Let us first prove property 4.1.

In a bayesian BPA, since m(A)=0, ∀|A|≠1, we have m(𝜃 _i ) = Bel(𝜃 _i ) = Pl(𝜃 _i ), ∀𝜃 _i ∈Θ. Assume m(𝜃 _i ) = Bel(𝜃 _i ) = Pl(𝜃 _i ) = x _i for 𝜃 _i , so \(\sum \limits _{i = 1}^{n} {x_{i} } = 1\), and

$$\begin{array}{@{}rcl@{}} {d_{E}^{I}} \left( {[Bel(\theta_{i} ),Pl(\theta_{i} )],[0,1]} \right) &=& \sqrt {\left( {x_{i} - 0} \right)^{2} + \left( {x_{i} - 1} \right)^{2} }\\ &=& \sqrt {2{x_{i}^{2}} - 2x_{i} + 1}. \end{array} $$

Then

$$iTU^{I} (m) = \sum\limits_{i = 1}^{n} {\left( {1 - \sqrt {2{x_{i}^{2}} - 2x_{i} + 1} } \right)}. $$

Therefore, we have the following Lagrangian function

$$L(m) = \sum\limits_{i = 1}^{n} {\left( {1 - \sqrt {2{x_{i}^{2}} - 2x_{i} + 1} } \right)} + \lambda \left( {\sum\limits_{i = 1}^{n} {x_{i} } - 1} \right) $$

where λ is the Lagrangian constant.

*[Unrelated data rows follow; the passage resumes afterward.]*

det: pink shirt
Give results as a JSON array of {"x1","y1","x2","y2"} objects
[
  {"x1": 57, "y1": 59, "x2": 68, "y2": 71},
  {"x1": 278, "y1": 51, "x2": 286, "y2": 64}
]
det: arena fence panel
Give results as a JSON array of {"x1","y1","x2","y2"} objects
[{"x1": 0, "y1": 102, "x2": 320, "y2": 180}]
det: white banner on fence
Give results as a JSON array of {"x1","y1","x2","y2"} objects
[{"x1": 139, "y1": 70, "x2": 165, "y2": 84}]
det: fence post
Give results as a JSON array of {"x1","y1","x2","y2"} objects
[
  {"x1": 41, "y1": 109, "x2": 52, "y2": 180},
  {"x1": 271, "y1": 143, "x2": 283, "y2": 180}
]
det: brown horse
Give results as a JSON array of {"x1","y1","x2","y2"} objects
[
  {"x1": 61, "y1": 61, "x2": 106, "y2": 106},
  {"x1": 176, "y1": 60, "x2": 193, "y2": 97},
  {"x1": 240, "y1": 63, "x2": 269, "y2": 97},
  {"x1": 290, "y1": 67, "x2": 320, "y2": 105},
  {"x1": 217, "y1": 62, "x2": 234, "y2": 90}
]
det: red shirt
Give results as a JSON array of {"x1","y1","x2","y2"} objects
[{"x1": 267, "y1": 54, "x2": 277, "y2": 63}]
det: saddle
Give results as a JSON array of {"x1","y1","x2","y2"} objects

By calculating the derivatives, we obtain

$$\left\{ \begin{array}{l} \frac{{\partial L(m)}}{{\partial x_{i} }} = \frac{{1 - 2x_{i}}}{{\sqrt {2{x_{i}^{2}} - 2x_{i} + 1} }} + \lambda \\ \frac{{\partial L(m)}}{{\partial \lambda }} = \sum\limits_{i = 1}^{n} {x_{i} } - 1 \\ \end{array} \right. $$

Then, by equaling these two functions to 0, we have

$$\left\{ \begin{array}{l} x_{i} = \frac{1}{2}\left( {1 \pm \sqrt {\frac{{\lambda^{2} }}{{2 - \lambda^{2} }}} } \right) \\ \sum\limits_{i = 1}^{n} {x_{i} } = 1 \\ \end{array} \right. $$

At the same time, since each maximum value satisfies

$$\frac{{1 - 2x_{i} }}{{\sqrt {2{x_{i}^{2}} - 2x_{i} + 1} }} + \lambda = 0,\quad \forall i \in \{ 1, {\cdots} ,n\} $$

we have

$$\frac{{1 + \lambda \sqrt {2{x_{i}^{2}} - 2x_{i} + 1} }}{2} = x_{i},\quad \forall i. $$

Hence

$$\sum\limits_{i = 1}^{n} {\frac{{1 + \lambda \sqrt {2{x_{i}^{2}} - 2x_{i} + 1} }}{2}} = \sum\limits_{i = 1}^{n} {x_{i} } = 1, $$

namely,

$$\frac{n}{2} + \frac{\lambda }{2}\sum\limits_{i = 1}^{n} {\sqrt {2{x_{i}^{2}} - 2x_{i} + 1} } = 1. $$

When n≥2, we have λ≤0. Therefore,

$$\frac{{1 - 2x_{i} }}{{\sqrt {2{x_{i}^{2}} - 2x_{i} + 1} }} \ge 0 ,\quad \forall i $$

which implies \(x_{i} \le \frac {1}{2}\), ∀i∈{1,⋯,n}. So, we obtain that

$$\left\{ \begin{array}{l} x_{i} = \frac{1}{2}\left( {1 - \sqrt {\frac{{\lambda^{2} }}{{2 - \lambda^{2} }}} } \right) \\ \sum\limits_{i = 1}^{n} {x_{i} } = 1 \\ \end{array} \right. $$

Namely, L(m) gets a maximum value at

$$x_{1} = x_{2} = {\cdots} = x_{n} = 1/n. $$

Moreover, we calculate the second-order derivative of the Lagrangian function L(m)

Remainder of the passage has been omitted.